Free energy calculations
Molecular simulations can be carried out to gain either dynamical or
energetical information on the simulated system. Today we'll focus on
different ways to extract energies and free energies from simulations.
Solvation free energy of a sodium ion in water
One way to gain access to free energies by simulation is to perform
so-called free-energy perturbation (FEP) simulations. In such
simulations, the system is gradually "morphed" from one state to
another (let's say from state "A" to state "B"), during which the
effect of this perturbation onto the free energy is monitored. In
practice, this is achieved by defining a morph parameter lambda, which
is defined to be zero in the initial state (A), and one in the final
state (B). By collecting the derivative of the potential energy with
respect to lambda during the simulation, and by integrating over
lambda afterwards, we gain access to the free energy. We are now going
to use this procedure to calculate the free energy of solvation for a
sodium ion in water. For this, we'll slowly create a sodium ion in a
water box. In order to start the simulation, download the
topology, and the MD parameter file first.

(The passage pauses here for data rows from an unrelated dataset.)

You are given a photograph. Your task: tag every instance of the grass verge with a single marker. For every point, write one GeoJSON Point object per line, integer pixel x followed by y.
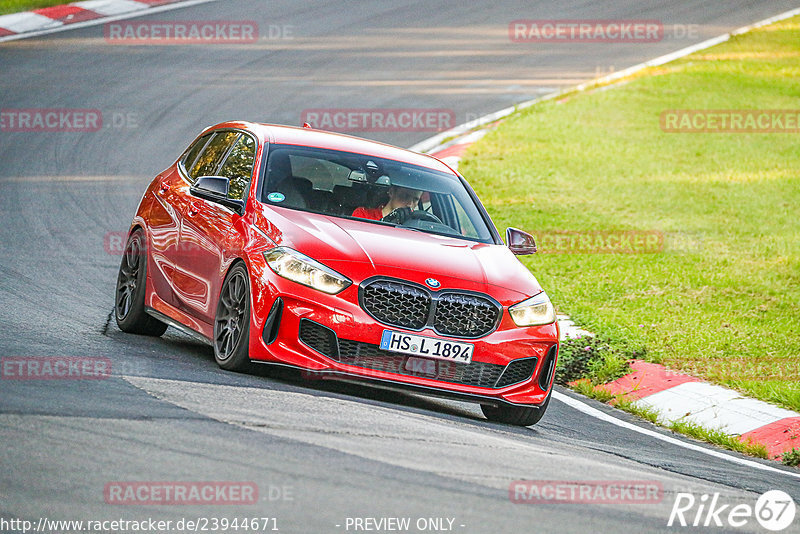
{"type": "Point", "coordinates": [15, 6]}
{"type": "Point", "coordinates": [720, 297]}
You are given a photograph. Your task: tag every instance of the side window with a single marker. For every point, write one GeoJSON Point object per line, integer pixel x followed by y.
{"type": "Point", "coordinates": [209, 160]}
{"type": "Point", "coordinates": [238, 167]}
{"type": "Point", "coordinates": [191, 153]}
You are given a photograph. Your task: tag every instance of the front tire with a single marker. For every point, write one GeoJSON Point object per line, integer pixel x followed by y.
{"type": "Point", "coordinates": [129, 299]}
{"type": "Point", "coordinates": [232, 321]}
{"type": "Point", "coordinates": [516, 415]}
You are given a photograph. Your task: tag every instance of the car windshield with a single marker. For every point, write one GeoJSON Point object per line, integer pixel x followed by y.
{"type": "Point", "coordinates": [376, 190]}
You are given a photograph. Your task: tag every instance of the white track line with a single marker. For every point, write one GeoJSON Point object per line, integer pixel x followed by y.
{"type": "Point", "coordinates": [97, 22]}
{"type": "Point", "coordinates": [594, 412]}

First have a look at the starting structure:
rasmol start.pdb
In rasmol, type:
wireframe 50
unitcell true
select na
cpk
Note that the sodium ion is already "present" in the starting
structure. Now have a look at the topology "na.top", with 'xedit',
'nedit', 'more' or 'less', and look for the line containing "Na" under
"[atoms]". You'll notice that two states (A and B) are defined, with
charge 0 and 1, respectively. This means that during the simulation,
the charge of the sodium ion will be slowly switched on.
Now start the simulation:
grompp -f fep -c start.pdb -p na
mdrun -v -c charged.gro
Analyse the free energy change by:
xmgrace dgdl.xvg
In order to compute the free energy, we must integrate dG/dlambda over
dlambda. Instead, we have dG/dlambda as a function of time. This is
not a problem, as we know that lambda changed from0 to 1 during this
time (10 ps). So instead, we can integrate the curve over time, and
divide the obtained value by ten to derive the desired free energy.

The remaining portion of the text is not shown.